All incoming mail goes through these seven layers of protection:
Seven Layers of Protection
1. Reverse DNS SMTP Check
2. Remote Black Hole SMTP Check
3. Recipient Check
4. Suspect Windows Virus BotNet Connections
5. Customer Sent Mail
6. Spam Reject
7. Virus Detection
Layer 1 Reverse DNS SMTP Check
The first layer uses a reverse DNS check from the senders IP. It checks to make sure we have a valid reverse DNS. The IPs of a mail server should have reverse DNS (PTR) entries. RFC1912 2.1 says you should have a reverse DNS for all your mail servers. It has become an increasing common practice and standard operating procedure for all mail servers to not accept mail from mail servers without a reverse DNS entry.
Layer 2 Remote Black Hole SMTP Check
The IP address of the sender is checked against "remote black hole" lists. We recommend and use sbl-xbl.spamhaus.org. This real time list keeps track of IP addresses that have been reported and confirmed to be sending spam. The sbl part of the list keeps track of email servers sending spam. The xbl part of the list keeps track of machines that have been exploited and are sending spam. So, if the sender is on one of these lists we reject the email during the smtp conversation with a failure message. A failure message tells the sender to not attempt to send the email again.
Layer 3 Recipient Check
The third layer uses the chk-user patch to the qmail-smtpd daemon. It checks to make sure the recipient exists on the machine. It checks for email accounts, mailing lists and aliases. If none of these exist for the recipient then it rejects the email with a failure, telling the sender to not send the email again.

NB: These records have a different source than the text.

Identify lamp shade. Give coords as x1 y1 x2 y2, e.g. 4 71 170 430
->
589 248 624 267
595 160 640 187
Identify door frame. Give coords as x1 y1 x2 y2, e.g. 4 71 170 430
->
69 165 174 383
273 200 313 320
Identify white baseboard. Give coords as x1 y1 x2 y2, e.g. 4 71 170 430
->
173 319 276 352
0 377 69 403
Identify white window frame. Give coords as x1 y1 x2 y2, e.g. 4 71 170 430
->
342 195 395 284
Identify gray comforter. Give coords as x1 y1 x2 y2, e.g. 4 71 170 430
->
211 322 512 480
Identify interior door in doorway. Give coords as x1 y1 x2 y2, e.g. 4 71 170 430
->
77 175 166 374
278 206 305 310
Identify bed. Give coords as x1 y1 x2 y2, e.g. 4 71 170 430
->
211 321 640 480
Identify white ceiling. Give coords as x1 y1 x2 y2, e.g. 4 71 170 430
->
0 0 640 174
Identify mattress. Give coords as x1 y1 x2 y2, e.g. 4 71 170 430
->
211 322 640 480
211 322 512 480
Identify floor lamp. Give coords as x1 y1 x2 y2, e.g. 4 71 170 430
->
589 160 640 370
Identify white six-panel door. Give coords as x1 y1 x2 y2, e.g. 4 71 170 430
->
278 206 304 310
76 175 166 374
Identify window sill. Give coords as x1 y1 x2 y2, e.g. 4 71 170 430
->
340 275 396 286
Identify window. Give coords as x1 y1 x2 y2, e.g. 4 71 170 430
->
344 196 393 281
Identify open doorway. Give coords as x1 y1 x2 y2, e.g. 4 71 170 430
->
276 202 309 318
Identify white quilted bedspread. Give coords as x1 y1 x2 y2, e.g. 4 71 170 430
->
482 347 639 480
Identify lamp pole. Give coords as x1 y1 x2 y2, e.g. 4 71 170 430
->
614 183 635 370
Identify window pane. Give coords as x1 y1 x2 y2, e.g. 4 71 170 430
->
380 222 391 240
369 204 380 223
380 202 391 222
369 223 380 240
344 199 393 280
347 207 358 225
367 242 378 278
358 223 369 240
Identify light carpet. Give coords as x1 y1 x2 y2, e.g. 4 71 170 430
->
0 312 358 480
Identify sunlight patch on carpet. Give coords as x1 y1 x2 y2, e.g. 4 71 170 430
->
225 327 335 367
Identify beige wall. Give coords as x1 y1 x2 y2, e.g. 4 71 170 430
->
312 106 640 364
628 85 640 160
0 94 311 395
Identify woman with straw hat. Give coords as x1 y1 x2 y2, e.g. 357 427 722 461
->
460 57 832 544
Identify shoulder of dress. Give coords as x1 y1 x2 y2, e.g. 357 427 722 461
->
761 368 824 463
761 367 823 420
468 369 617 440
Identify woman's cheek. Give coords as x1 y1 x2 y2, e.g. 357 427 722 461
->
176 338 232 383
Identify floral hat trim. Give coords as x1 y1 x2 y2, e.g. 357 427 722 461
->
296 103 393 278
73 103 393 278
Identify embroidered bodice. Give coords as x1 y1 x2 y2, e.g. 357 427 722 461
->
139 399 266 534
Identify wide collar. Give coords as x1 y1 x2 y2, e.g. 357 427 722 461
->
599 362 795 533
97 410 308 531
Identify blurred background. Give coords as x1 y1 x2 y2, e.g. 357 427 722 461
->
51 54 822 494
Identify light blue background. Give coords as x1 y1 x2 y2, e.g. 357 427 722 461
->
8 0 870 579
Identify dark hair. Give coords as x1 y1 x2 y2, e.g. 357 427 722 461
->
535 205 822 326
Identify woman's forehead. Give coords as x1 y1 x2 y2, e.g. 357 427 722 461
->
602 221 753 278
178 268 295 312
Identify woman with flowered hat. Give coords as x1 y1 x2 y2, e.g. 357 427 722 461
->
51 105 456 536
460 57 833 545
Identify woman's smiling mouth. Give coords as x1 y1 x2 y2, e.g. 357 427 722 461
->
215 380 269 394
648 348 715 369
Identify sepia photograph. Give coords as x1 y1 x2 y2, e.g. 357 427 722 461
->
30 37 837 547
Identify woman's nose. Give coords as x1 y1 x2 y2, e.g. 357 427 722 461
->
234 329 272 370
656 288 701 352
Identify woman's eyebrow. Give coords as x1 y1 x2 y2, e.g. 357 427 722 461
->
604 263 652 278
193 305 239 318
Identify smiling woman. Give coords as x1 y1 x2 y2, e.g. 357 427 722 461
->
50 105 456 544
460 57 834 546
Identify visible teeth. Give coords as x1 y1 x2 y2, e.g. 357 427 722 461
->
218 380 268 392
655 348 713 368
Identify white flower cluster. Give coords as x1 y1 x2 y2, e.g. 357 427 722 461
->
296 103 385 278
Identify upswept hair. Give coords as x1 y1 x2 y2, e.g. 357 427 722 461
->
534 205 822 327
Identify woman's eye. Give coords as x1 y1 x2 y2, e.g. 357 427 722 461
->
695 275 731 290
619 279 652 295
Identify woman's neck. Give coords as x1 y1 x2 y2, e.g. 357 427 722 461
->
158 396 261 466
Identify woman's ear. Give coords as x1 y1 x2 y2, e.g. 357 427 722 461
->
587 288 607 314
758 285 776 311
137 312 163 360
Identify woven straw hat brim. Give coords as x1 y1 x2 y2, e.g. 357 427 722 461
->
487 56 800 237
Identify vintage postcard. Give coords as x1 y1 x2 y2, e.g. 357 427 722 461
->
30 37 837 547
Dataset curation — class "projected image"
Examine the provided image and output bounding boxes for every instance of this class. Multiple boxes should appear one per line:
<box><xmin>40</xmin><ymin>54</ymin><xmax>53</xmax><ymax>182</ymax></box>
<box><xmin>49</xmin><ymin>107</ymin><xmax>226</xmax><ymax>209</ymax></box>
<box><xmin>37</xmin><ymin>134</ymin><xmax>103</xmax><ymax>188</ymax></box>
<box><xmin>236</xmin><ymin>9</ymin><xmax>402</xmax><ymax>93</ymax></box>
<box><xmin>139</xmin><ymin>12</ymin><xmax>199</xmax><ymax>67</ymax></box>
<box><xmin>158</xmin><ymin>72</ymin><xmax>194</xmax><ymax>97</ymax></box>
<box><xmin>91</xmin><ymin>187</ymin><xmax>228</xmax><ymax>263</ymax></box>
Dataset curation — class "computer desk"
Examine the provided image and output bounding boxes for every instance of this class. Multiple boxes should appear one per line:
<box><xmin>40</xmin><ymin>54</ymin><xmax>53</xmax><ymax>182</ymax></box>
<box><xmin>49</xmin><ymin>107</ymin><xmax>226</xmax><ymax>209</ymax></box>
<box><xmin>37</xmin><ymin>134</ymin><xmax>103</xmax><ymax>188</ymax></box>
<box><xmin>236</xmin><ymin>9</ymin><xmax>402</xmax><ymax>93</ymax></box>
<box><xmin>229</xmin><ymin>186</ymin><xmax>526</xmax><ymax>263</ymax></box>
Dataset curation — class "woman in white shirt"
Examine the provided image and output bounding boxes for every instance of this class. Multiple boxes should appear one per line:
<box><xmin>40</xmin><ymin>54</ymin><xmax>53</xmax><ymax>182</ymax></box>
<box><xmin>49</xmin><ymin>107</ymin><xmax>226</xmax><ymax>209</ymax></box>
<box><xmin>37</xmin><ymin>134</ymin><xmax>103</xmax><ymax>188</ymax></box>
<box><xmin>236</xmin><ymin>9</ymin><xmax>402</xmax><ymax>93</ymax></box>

Without this layer, all incoming email is accepted. Any of the email which can't be delivered locally (no existing user accounts) is normally bounced back to the sender. The problem is, most spam sites do not accept the returned bounce message. This means the email will stay in the queue for days (default 7 days) and qmail will keep attempting delivery. The chk-user layer keeps all of this email off the machine.
Layer 4 Suspect Windows Virus BotNet Connections
The next layer takes a finger print of the packet to determine the source of the email. New sophisticated viruses, worms and bots (BotNet) turn PC's into rogue mailing machines on the Internet. Typical users aren't going to know about their presence. They operate quietly in the background, belonging to users who unknowingly downloaded nasty programs. The infected computer then begins to send out spam without the knowledge of the owner. This makes them hard to spot if you're using only a few filtering techniques. The sudden appearance of new sources of spam also makes it more difficult for companies to rely merely on RBL's of known junk e-mail distributors. Multiple source filtering is needed.
The explosion of image spam this year is largely due to an increase of BotNet Connections.
Layer 5 Customer Sent Mail
Next the email is examined for customer sent qualities. If valid, the customers are able to email with authority.
Layer 7 Virus Detection
The last step is when email is sent through the ClamAV anti virus scanning system. If the email contains a virus, an error message is passed up to the smtp daemon which returns a failure message to the sender. This keeps all viruses off the machine.